Auf ihre Zeit in Deutschland schauen sie ganz unterschiedlich zurück. Für Iancu war es eine »verlorene Zeit«, heißt es im Buch, er denkt kaum noch darüber nach. Bogdan Droma ärgert sich noch heute, dass er auf der Mall gearbeitet hat, aber auch, dass er nach Deutschland gegangen ist, ohne sich vorher richtig zu informieren. Beim Protest sei es ihm nicht nur darum gegangen, den ausstehenden Lohn zu bekommen: »Ich habe für meine Identität gekämpft!«, heißt es im Interview. Und er ergänzt: »Die Rechte von Arbeitern sind sehr wichtig!« Billy Dumitru zeigt vor allem Enttäuschung über Deutschland, weshalb er dort auch nicht bleiben wollte: »Ich hätte wohl Arbeit gefunden, aber ich war nicht sicher, ob ich Geld bekommen würde.«

Verbesserungen vor allem auf dem Papier

Die Interviews mit den geprellten Arbeitern sind detailreich und persönlich. Man merkt ihnen die langjährige Verbindung der Herausgeber*innen mit ihren Gesprächspartnern an.

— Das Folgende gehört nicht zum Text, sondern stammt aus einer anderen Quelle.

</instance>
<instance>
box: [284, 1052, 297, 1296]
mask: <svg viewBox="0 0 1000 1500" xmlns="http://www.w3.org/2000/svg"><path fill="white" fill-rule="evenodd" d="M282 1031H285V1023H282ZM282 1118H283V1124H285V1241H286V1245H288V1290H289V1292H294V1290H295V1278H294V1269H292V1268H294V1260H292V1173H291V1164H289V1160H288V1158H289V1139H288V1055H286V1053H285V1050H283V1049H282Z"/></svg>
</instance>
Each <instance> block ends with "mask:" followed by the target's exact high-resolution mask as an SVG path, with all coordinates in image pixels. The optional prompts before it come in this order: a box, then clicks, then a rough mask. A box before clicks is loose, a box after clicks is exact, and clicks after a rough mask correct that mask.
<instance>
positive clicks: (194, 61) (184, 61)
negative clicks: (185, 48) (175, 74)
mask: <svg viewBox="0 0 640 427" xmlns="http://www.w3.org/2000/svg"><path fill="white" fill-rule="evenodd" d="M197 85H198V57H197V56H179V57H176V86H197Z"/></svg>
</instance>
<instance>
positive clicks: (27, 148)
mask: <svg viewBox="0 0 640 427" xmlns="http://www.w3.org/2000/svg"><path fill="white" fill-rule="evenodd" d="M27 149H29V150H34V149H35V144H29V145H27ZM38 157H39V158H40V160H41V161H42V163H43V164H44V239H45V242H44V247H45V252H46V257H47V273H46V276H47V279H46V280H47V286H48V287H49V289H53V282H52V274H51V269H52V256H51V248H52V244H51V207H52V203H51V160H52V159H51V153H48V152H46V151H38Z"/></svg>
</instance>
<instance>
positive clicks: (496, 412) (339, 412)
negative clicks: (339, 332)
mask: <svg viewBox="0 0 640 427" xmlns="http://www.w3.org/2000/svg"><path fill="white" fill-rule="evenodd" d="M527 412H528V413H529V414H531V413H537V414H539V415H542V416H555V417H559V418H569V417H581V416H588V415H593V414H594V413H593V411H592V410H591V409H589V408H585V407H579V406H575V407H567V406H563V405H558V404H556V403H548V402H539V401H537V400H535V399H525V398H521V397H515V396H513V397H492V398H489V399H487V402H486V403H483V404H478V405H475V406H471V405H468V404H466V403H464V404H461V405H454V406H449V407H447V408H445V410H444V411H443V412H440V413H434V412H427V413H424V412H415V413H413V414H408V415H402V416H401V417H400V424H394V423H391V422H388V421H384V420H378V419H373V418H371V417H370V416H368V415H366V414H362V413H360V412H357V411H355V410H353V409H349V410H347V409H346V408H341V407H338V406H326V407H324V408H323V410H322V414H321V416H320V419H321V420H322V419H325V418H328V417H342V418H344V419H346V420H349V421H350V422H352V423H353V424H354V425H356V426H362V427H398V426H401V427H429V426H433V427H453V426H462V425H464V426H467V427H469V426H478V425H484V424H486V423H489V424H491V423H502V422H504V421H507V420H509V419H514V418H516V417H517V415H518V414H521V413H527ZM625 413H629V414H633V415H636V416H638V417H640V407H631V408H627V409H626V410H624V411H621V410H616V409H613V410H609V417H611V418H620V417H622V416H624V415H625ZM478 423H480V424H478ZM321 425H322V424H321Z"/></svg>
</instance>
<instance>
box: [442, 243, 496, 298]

Gleichzeitig stehen sie für die Geschichten der vielen Wanderarbeiter*innen, die in Deutschland auf dem Bau, in der Fleischindustrie oder in der Pflege unter prekären Bedingungen arbeiten.

Für das Buch interviewt wurden auch zwei weiteren FAU-Unterstützer*innen der Arbeiter, die erzählen, wie sie die Gruppe kennengelernt haben und welche Herausforderung der Kampf für die eher kleine Gewerkschaft bedeutete. Überdies reflektieren zwei Sprachmittler*innen, darunter Hendrik Lackus selbst, über ihre Rolle zwischen Dolmetscher*innen und Sprecher*innen.

Mehr Rechte, große Schlumpflöcher

Mehrere Beiträge widmen sich dem Zusammenhang von Migration, Asyl und Arbeit(-srecht). Sie zeichnen unter anderem die Entwicklung hin zu mehr Rechten für prekäre Wanderarbeiter*innen nach. So wurde 1997 das Arbeitnehmerentsendegesetz verabschiedet, nach dem ausländische Bauarbeiter einen Anspruch auf den deutschen Mindestlohn haben. Das bedeutet - zumindest laut Gesetz - mehr Geld für ausländische Beschäftigte. In den Jahren 2004 und 2007 wurden osteuropäische Staaten Mitglieder der EU. Doch die Arbeitnehmerfreizügigkeit, also das Recht, sich innerhalb der EU den Arbeitsplatz frei zu wählen, gewährte Deutschland erst 2011 und 2014. Danach kamen mehr Arbeitsmigrant*innen nach Deutschland: Die Leute versuchen, der Armut in ihren Ländern zu entfliehen, für sie sind auch deutsche Mindestlöhne noch mehr als das, was sie beispielsweise in Rumänien verdienen können. Das kommt deutschen Unternehmen zupass, sie rekrutieren Arbeitskräfte, für die sie wenig Geld zahlen müssen.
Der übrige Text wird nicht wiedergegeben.